As a supervisor of the team you will be responsible for planning and overseeing all QC related activities. By using a pro-active mentality and hands-on approach you will coach the team and review the outcome of their analytical assays.

 

  • At least HBO Bachelor within Immunology/Biochemistry or related field;
  • At least 5 years of experience within a pharmaceutical development and/or production environment;
  • Proven experience within a managerial role;
  • Extensive and proven experience in the execution and/or validation of ELISA assays;
  • Demonstrated experience with working under GMP-related quality systems, including Deviations and Change Control;
  • Experience in participating in technology transfers;
  • Experience in working with a HPLC/UPLC, SDS-PAGE, spectrophotometry, and immunoblot, is considered as an advantage;
  • Experience in using MS-Office, experience in working with LIMS is considered as an advantage.
Personal & Professional Skills

You as a person are results oriented, accurate, able to take responsibility and strong interpersonal and communication skills.
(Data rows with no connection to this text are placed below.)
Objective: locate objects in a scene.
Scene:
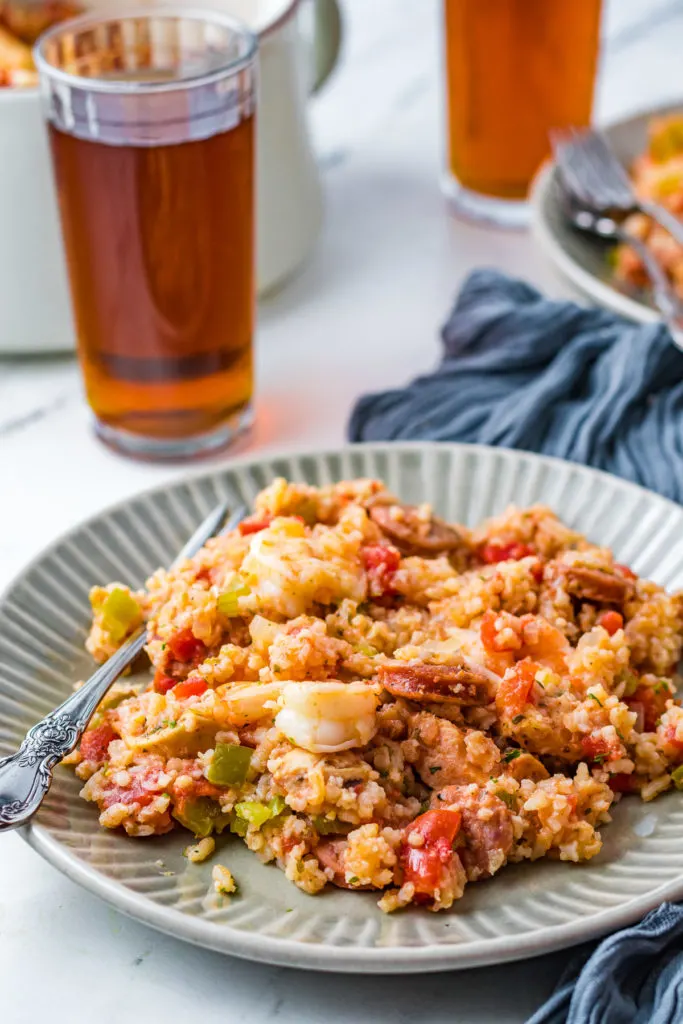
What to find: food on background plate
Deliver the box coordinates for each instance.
[0,0,83,87]
[613,114,683,298]
[68,479,683,911]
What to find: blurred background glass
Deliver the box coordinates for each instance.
[443,0,601,225]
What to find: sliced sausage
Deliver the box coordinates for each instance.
[432,785,514,882]
[405,711,500,791]
[369,504,464,556]
[315,839,373,890]
[564,565,633,604]
[378,662,494,706]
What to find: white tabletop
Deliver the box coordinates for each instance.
[0,0,683,1024]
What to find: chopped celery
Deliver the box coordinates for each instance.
[234,800,272,828]
[234,797,287,828]
[173,797,222,839]
[100,587,142,641]
[206,743,252,785]
[217,578,251,618]
[268,794,287,818]
[230,817,249,839]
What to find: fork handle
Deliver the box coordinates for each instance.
[638,200,683,246]
[617,224,683,349]
[0,628,146,833]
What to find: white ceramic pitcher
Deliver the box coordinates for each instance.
[0,0,341,354]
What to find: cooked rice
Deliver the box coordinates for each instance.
[69,480,683,911]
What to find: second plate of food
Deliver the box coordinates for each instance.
[531,103,683,324]
[0,444,683,973]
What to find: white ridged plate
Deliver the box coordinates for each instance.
[530,102,683,324]
[0,444,683,973]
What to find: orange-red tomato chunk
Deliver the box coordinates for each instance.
[496,657,539,718]
[168,630,206,662]
[360,544,400,597]
[80,725,118,761]
[173,676,209,700]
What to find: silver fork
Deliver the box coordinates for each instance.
[562,191,683,349]
[0,503,247,831]
[551,128,683,246]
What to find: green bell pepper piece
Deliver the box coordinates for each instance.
[234,796,287,828]
[216,580,251,618]
[101,587,142,641]
[173,797,223,839]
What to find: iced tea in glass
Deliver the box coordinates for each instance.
[37,8,256,458]
[443,0,601,224]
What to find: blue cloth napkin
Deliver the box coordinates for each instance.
[348,269,683,502]
[527,903,683,1024]
[348,269,683,1024]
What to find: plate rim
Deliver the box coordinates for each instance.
[529,99,683,324]
[7,441,683,974]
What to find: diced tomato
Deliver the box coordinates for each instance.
[624,686,672,732]
[531,562,544,583]
[607,772,638,793]
[80,724,118,761]
[496,657,539,718]
[102,767,161,807]
[581,735,613,764]
[168,630,206,662]
[152,669,177,693]
[172,778,223,814]
[360,544,400,597]
[598,611,624,637]
[479,541,536,565]
[400,811,462,896]
[479,610,498,650]
[238,513,273,537]
[173,676,209,700]
[663,723,683,757]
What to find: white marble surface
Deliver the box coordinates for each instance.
[0,0,683,1024]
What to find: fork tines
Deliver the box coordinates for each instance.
[550,128,634,210]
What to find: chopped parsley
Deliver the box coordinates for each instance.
[496,790,515,809]
[503,750,521,765]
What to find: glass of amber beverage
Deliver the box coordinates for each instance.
[36,7,257,459]
[443,0,601,226]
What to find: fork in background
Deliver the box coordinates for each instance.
[551,128,683,246]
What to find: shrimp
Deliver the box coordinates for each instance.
[241,518,367,618]
[275,680,379,754]
[216,683,283,728]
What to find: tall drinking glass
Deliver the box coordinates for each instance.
[443,0,601,225]
[36,8,256,458]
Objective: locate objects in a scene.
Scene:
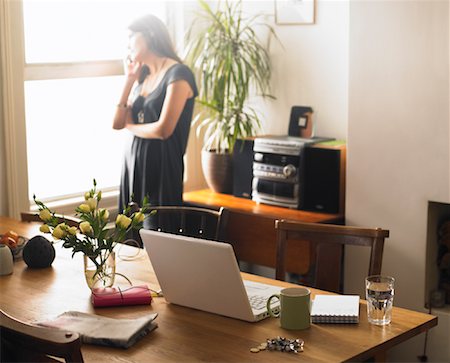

  • Strong managerial skills in combination with being pro-active, pragmatic and hands-on, able to function and contribute as part of a team, enabling employees to be successful;
  • Experience in problem solving and critical thinking while using a hands-on mentality and supportive/coaching approach;
  • Ability to inspire and motivate people, with a strong focus on collaboration, transparency, and team effectiveness.
  • Ability to provide effectively written reports;
  • Fluency in both English and Dutch is a prerequisite.
Offer
  • We offer you a highly dynamic job in an interesting environment.
  • You will be working from our headquarters in Leiden, where the products are produced on site.
  • HAL Allergy offers great benefits including a competitive salary, 13th month, 30 holidays, contribution to pension and health insurance.
Applications and more information
Interested? We look forward to receiving your application. To apply, please click the "Apply" button below to the right where you will be prompted to upload your CV first. 
Company Information

HAL Allergy is a modern leader in the field of biopharmaceuticals, located in the Leiden Bio Science Park in The Netherlands. Our core business is the development and manufacturing of therapies and diagnostics for allergic diseases.

 

With offices in major European countries, HAL Allergy is one of the European top players in the allergy immunotherapy business. Established in 1959 HAL Allergy has a long experience in developing, producing and selling allergy therapies with an immuno-modulatory effect, resulting in a reduction of symptoms and long-term disease suppression. These therapies are primarily used against common allergies such as hay fever, house dust mites allergy and allergic reactions towards wasp or bee stings.

 

We employ around 300 highly specialized people across various functions. The departments at our headquarters include Research & Development, Production, Quality Assurance, Clinical Development and Regulatory Affairs. Our staff works closely together with leading research institutes. At our locations in Germany, Poland, Austria, Spain and Italy we mainly focus on service and sales activities.

 

We are a steadily growing and dynamic company with a culture that is characterized by entrepreneurial spirit and a friendly and helpful atmosphere. The patient’s well-being is always our top priority. This combination is the basis for an interesting and challenging environment.

 

In addition to the core business of HAL Allergy, our subsidiary HALIX was founded in 2012. HALIX is a contract development and manufacturing organization (CDMO) licensed for the contract manufacturing of clinical and commercial medicines according to GMP standards. As an end‑to‑end service provider, HALIX will serve its customers the full range from the first development steps to start of commercial production after successful registration of products.